Fighting as a pastime in a region that wrestles with conflict might seem counter-intuitive. But the women involved are throwing punches for their right to lives lived beyond rudimentary refugee camps. From London, Taban Shoresh founded The Lotus Flower, a charity supporting women displaced by violence in northern Iraq. “The ‘why’ was so strong in me that I didn’t even worry about the ‘how’,” she says, reflecting on the 2016 launch.
The charity gives women an education and lessons in sewing, hairdressing, human rights. And boxing. “Some of the women there lost family to the violence; many are victims of rape, sexual slavery and abduction,” says Shoresh, 35. “Their freedom of movement is restricted and they have next to no protection against sexual violence.”
The former digital marketing manager shares a story similar to that of the women she helps: she is a survivor of genocide. Before her family’s escape from Saddam Hussein’s grip in 1980s Kurdistan, the young Shoresh was imprisoned alongside her mother and paternal grandparents. They came chillingly close to a mass live burial when undercover members of the Kurdish resistance said: “Disappear or pretend that you’re dead. If you’re caught again, you will be killed instantly.”
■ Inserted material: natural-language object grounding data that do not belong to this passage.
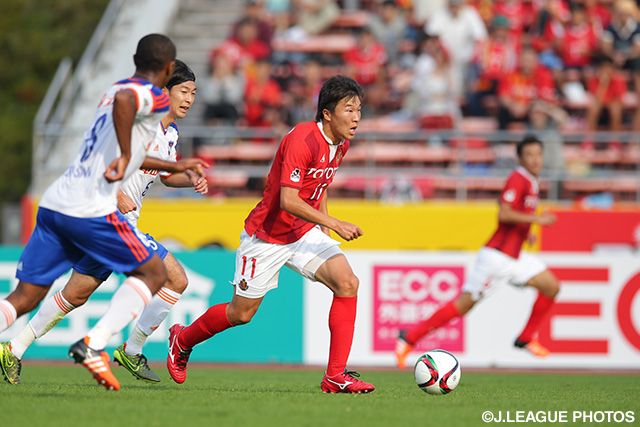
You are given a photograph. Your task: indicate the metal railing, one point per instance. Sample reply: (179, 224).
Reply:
(457, 167)
(48, 124)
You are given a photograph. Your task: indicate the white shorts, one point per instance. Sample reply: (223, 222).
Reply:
(258, 263)
(494, 267)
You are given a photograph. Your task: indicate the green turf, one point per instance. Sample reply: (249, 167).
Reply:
(67, 396)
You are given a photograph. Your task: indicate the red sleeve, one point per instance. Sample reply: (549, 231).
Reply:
(295, 162)
(546, 85)
(514, 190)
(618, 86)
(504, 87)
(592, 84)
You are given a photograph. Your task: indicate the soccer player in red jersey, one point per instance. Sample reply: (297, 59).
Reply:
(290, 226)
(501, 261)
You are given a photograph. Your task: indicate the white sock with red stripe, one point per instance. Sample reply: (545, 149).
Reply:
(126, 304)
(50, 313)
(8, 314)
(150, 319)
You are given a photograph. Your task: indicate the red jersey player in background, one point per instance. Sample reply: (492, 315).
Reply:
(290, 226)
(501, 261)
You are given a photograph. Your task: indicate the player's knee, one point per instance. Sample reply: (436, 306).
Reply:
(348, 287)
(240, 316)
(76, 300)
(552, 290)
(25, 301)
(178, 284)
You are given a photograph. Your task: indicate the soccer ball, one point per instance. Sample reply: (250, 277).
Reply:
(437, 372)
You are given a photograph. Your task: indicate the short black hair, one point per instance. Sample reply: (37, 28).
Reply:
(527, 140)
(154, 52)
(181, 73)
(334, 90)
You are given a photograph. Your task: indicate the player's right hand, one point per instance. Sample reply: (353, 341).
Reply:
(546, 218)
(115, 171)
(348, 231)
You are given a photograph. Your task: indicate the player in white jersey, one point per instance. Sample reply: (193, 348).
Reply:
(78, 216)
(89, 274)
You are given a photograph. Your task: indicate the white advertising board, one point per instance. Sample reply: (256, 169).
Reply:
(595, 323)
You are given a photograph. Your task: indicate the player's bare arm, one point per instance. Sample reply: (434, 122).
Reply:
(324, 209)
(187, 179)
(196, 165)
(291, 202)
(125, 203)
(510, 216)
(125, 105)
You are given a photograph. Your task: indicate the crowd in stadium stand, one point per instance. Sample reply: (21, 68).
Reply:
(535, 64)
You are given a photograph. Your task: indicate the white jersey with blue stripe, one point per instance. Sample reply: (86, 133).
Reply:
(83, 191)
(163, 147)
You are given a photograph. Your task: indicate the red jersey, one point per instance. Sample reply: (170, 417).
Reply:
(496, 58)
(366, 61)
(517, 13)
(521, 193)
(577, 45)
(260, 96)
(303, 161)
(615, 91)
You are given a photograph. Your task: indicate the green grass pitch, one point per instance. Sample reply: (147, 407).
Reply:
(67, 396)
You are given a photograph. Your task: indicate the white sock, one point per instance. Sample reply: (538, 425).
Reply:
(126, 304)
(22, 341)
(150, 319)
(50, 313)
(8, 314)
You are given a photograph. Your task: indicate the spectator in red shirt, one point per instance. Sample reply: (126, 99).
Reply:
(245, 48)
(366, 63)
(263, 98)
(517, 13)
(579, 42)
(606, 88)
(531, 85)
(598, 15)
(254, 9)
(492, 60)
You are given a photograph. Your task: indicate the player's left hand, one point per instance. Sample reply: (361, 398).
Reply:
(115, 171)
(125, 203)
(200, 184)
(193, 164)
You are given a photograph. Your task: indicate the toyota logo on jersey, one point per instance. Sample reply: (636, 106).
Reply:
(319, 173)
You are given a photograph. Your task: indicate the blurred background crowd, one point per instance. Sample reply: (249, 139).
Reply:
(518, 64)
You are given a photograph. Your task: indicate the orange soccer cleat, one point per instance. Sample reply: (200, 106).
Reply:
(96, 362)
(534, 347)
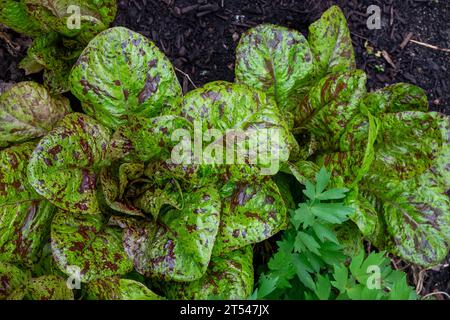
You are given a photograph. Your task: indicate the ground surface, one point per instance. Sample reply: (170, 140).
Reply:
(200, 37)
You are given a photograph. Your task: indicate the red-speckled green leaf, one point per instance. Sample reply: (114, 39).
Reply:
(14, 186)
(397, 97)
(330, 105)
(147, 139)
(112, 185)
(247, 113)
(57, 15)
(14, 14)
(63, 168)
(229, 277)
(277, 61)
(412, 142)
(24, 215)
(250, 214)
(122, 73)
(118, 289)
(179, 245)
(28, 111)
(11, 278)
(24, 228)
(43, 288)
(331, 44)
(416, 219)
(84, 241)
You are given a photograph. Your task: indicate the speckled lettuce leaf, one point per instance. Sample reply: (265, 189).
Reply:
(121, 73)
(365, 216)
(14, 186)
(331, 44)
(24, 215)
(53, 54)
(412, 142)
(114, 288)
(154, 199)
(250, 214)
(14, 15)
(277, 61)
(28, 111)
(11, 278)
(55, 15)
(330, 105)
(145, 139)
(179, 244)
(63, 168)
(359, 137)
(24, 228)
(88, 243)
(221, 106)
(43, 288)
(397, 97)
(229, 277)
(113, 181)
(416, 219)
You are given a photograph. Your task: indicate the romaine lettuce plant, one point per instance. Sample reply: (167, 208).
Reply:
(126, 188)
(117, 201)
(384, 144)
(60, 30)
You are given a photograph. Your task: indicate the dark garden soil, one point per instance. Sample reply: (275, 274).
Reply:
(200, 37)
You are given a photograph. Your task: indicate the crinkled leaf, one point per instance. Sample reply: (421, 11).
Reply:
(28, 111)
(397, 97)
(112, 185)
(56, 15)
(259, 135)
(331, 44)
(11, 278)
(253, 213)
(14, 186)
(147, 139)
(63, 168)
(86, 242)
(44, 288)
(50, 53)
(411, 143)
(417, 220)
(277, 61)
(179, 245)
(121, 73)
(152, 200)
(229, 276)
(14, 14)
(24, 215)
(24, 228)
(118, 289)
(330, 105)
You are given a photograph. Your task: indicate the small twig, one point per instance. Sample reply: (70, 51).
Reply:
(359, 36)
(10, 46)
(387, 57)
(187, 76)
(421, 277)
(429, 46)
(436, 293)
(406, 40)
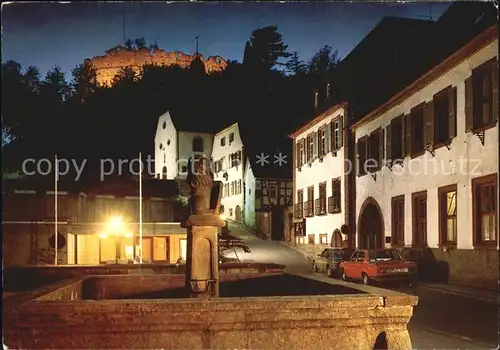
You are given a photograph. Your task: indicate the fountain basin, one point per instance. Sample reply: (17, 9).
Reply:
(323, 313)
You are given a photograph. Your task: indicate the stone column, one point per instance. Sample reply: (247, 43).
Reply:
(202, 260)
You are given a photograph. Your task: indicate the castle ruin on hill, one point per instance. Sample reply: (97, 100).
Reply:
(109, 65)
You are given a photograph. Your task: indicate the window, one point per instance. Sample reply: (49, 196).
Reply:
(197, 144)
(334, 200)
(395, 142)
(485, 204)
(322, 141)
(374, 151)
(482, 94)
(417, 130)
(310, 239)
(310, 147)
(448, 215)
(310, 202)
(361, 155)
(300, 152)
(444, 118)
(273, 191)
(419, 206)
(398, 221)
(320, 204)
(336, 133)
(323, 239)
(299, 205)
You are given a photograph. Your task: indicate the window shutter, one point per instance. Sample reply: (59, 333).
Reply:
(297, 154)
(381, 155)
(407, 134)
(315, 148)
(341, 131)
(356, 155)
(452, 115)
(429, 123)
(495, 89)
(328, 136)
(388, 142)
(469, 111)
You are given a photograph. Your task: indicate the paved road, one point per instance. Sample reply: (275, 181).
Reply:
(441, 320)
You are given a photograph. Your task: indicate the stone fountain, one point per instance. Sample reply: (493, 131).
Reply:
(205, 309)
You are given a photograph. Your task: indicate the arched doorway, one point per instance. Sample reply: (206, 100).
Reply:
(370, 226)
(336, 239)
(237, 213)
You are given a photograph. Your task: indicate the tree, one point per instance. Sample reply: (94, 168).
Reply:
(140, 43)
(324, 61)
(265, 48)
(129, 44)
(295, 65)
(84, 80)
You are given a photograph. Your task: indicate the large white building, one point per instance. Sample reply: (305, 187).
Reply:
(227, 155)
(176, 140)
(320, 178)
(431, 156)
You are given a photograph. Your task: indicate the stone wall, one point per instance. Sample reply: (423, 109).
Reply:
(356, 321)
(109, 65)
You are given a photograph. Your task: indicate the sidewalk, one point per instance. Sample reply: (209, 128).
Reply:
(472, 292)
(466, 291)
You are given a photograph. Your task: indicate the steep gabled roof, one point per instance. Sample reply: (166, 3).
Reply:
(187, 119)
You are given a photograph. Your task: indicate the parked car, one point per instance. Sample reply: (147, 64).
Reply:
(329, 260)
(380, 265)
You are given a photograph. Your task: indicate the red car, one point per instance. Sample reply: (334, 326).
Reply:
(380, 265)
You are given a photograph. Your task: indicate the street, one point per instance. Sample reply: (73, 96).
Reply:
(440, 320)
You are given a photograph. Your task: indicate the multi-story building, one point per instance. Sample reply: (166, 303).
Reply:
(321, 178)
(177, 139)
(427, 176)
(268, 190)
(227, 157)
(84, 219)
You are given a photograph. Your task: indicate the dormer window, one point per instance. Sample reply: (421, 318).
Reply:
(197, 144)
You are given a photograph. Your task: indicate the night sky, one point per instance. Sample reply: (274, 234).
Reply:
(64, 34)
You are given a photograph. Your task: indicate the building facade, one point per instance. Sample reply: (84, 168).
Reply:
(427, 176)
(267, 199)
(227, 157)
(175, 144)
(83, 225)
(320, 179)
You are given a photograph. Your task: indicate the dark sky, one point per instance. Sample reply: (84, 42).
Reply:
(46, 34)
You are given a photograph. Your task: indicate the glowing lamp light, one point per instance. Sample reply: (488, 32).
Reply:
(115, 223)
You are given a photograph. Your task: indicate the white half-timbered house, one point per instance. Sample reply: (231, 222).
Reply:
(268, 192)
(427, 177)
(321, 179)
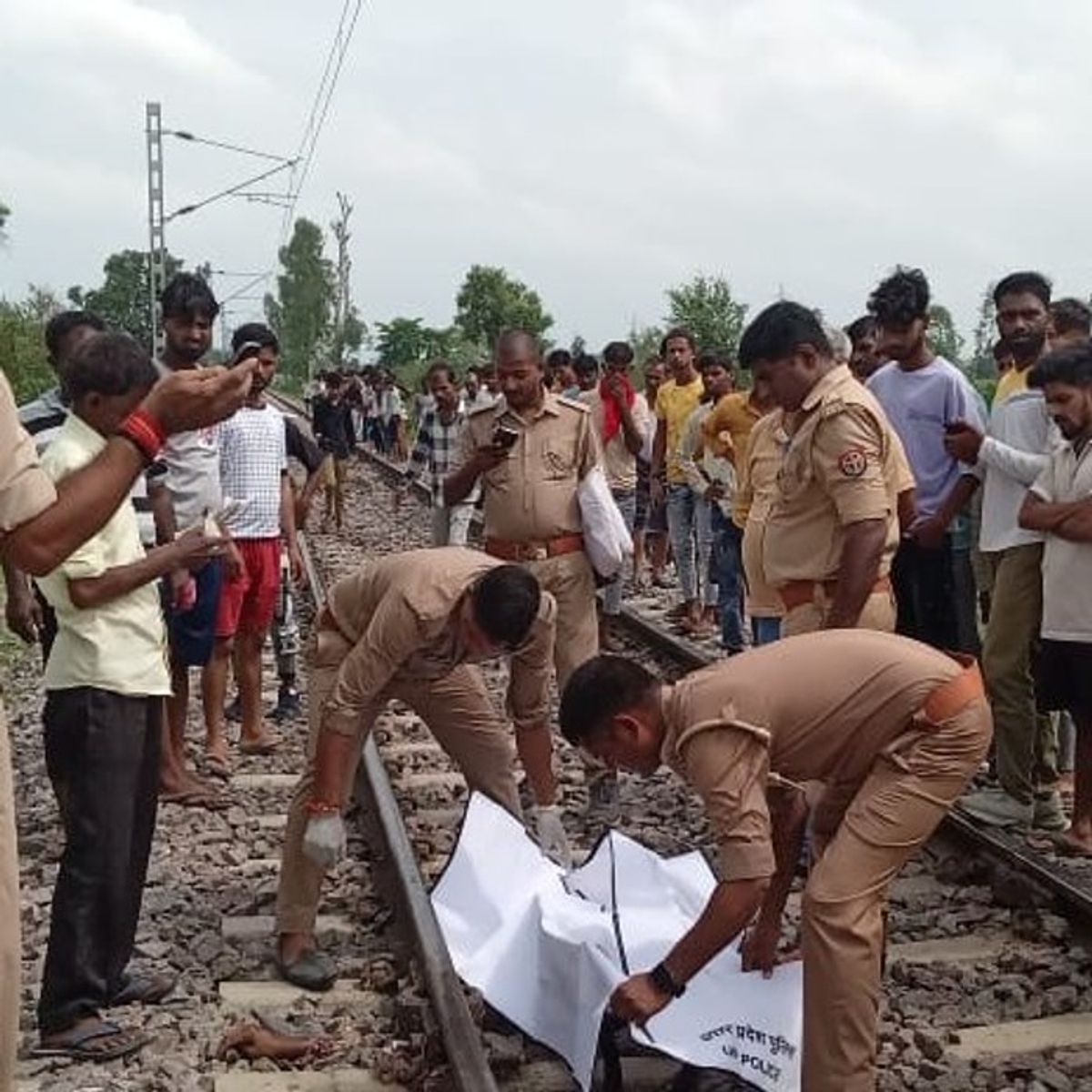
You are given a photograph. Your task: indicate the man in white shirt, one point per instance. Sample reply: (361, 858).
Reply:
(1015, 450)
(622, 421)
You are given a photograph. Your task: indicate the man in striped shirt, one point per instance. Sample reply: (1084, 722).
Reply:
(437, 441)
(26, 612)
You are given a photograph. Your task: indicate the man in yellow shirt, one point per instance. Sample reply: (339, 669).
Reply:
(675, 401)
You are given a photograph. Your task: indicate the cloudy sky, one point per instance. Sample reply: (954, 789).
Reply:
(600, 150)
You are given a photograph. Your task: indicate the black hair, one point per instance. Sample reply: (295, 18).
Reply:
(506, 602)
(60, 326)
(257, 332)
(677, 332)
(860, 329)
(1025, 281)
(901, 298)
(599, 691)
(1071, 316)
(106, 364)
(188, 296)
(618, 353)
(1071, 365)
(774, 333)
(437, 367)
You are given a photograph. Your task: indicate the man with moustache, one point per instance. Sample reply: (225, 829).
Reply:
(1013, 452)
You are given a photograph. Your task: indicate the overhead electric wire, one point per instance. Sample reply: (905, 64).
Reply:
(320, 107)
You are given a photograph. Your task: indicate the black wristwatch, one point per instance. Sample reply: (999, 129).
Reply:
(663, 981)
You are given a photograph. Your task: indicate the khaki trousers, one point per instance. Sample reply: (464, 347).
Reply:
(569, 579)
(1026, 741)
(459, 713)
(878, 612)
(911, 786)
(9, 916)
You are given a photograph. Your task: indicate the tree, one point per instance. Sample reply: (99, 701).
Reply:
(300, 312)
(22, 342)
(124, 298)
(945, 339)
(645, 342)
(349, 329)
(490, 303)
(704, 306)
(983, 365)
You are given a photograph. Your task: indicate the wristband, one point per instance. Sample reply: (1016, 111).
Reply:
(664, 983)
(143, 430)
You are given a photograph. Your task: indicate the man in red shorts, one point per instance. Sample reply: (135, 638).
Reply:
(254, 470)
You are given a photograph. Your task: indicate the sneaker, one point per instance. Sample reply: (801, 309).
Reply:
(288, 705)
(603, 800)
(994, 807)
(1047, 812)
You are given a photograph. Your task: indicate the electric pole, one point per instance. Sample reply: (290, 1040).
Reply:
(157, 246)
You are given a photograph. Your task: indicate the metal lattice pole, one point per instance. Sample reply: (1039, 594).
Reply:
(157, 251)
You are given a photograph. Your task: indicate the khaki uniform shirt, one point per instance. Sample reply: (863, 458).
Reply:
(398, 614)
(532, 495)
(844, 464)
(733, 724)
(25, 490)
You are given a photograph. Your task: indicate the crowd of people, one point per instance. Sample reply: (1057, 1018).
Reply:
(857, 483)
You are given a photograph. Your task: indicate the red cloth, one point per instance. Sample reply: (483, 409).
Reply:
(612, 415)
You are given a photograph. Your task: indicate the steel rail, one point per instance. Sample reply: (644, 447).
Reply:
(462, 1037)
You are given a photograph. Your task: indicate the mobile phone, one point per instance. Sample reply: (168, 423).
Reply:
(246, 350)
(505, 437)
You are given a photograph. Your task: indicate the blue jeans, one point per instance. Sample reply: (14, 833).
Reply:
(764, 631)
(612, 594)
(689, 528)
(726, 571)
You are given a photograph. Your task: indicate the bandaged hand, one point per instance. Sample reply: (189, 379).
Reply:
(325, 840)
(551, 834)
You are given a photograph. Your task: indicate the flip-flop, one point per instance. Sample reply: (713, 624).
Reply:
(217, 765)
(207, 798)
(145, 989)
(259, 747)
(76, 1043)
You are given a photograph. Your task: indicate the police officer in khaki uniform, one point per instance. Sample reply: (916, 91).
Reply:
(410, 627)
(895, 731)
(41, 525)
(531, 451)
(834, 522)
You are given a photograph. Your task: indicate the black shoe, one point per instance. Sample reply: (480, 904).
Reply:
(288, 705)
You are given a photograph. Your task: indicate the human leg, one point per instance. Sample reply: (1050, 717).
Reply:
(896, 808)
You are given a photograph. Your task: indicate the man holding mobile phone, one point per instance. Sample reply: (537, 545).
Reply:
(530, 451)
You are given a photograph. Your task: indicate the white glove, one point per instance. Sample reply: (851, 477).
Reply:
(551, 838)
(325, 839)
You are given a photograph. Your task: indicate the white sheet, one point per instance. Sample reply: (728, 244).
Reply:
(541, 947)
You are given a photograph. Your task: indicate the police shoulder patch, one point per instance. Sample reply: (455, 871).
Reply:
(853, 462)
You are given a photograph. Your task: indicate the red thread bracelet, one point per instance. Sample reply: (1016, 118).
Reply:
(145, 431)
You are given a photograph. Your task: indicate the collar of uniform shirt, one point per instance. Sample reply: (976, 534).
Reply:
(836, 375)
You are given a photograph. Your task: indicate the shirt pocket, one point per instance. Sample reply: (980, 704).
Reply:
(560, 461)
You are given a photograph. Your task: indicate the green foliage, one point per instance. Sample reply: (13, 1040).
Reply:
(22, 343)
(124, 298)
(645, 342)
(490, 303)
(704, 306)
(945, 339)
(301, 310)
(986, 333)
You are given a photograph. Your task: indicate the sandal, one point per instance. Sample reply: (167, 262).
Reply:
(145, 989)
(79, 1043)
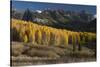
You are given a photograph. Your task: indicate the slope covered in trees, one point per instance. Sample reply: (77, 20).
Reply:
(43, 35)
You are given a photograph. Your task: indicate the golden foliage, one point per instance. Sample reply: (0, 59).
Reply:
(44, 35)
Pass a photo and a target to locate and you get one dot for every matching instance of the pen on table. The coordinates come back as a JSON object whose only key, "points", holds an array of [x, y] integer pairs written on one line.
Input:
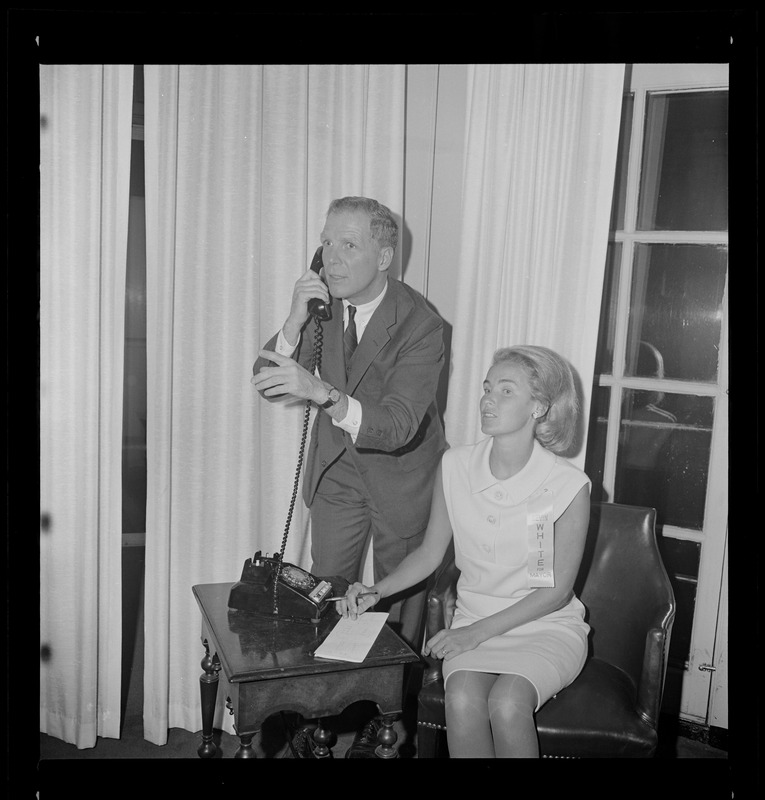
{"points": [[361, 594]]}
What followed was a year on the move, Shoresh and her mother dodging between different villages and hideouts before they were smuggled into Iran for safety. Her father, a Kurdish freedom fighter, survived a poisoning attempt by Hussein’s spies which led to his seeking refuge with Amnesty International and reuniting with Shoresh and her relatives in the UK in 1988. The family built a “somewhat normal” life for themselves and a relatively uneventful childhood for Shoresh.
She navigated a successful career as a digital project manager at an asset management firm, but couldn’t shake a persistent sense of longing to do more. In 2014 she spoke as a genocide survivor in the House of Lords for Remembrance Day, the first time she had told her story publicly, and the experience triggered something of an existential crisis. That same year, when Isis took hold in Iraq, she felt compelled to drop everything and volunteer her help, working on the front line with the Rwanga Foundation in Iraq, where she built schools and camps for those displaced by the conflict. When Shoresh returned to London 15 months later, she “couldn’t adjust to a normal life again” and decided she had to devote her work to supporting women impacted by conflict in the region.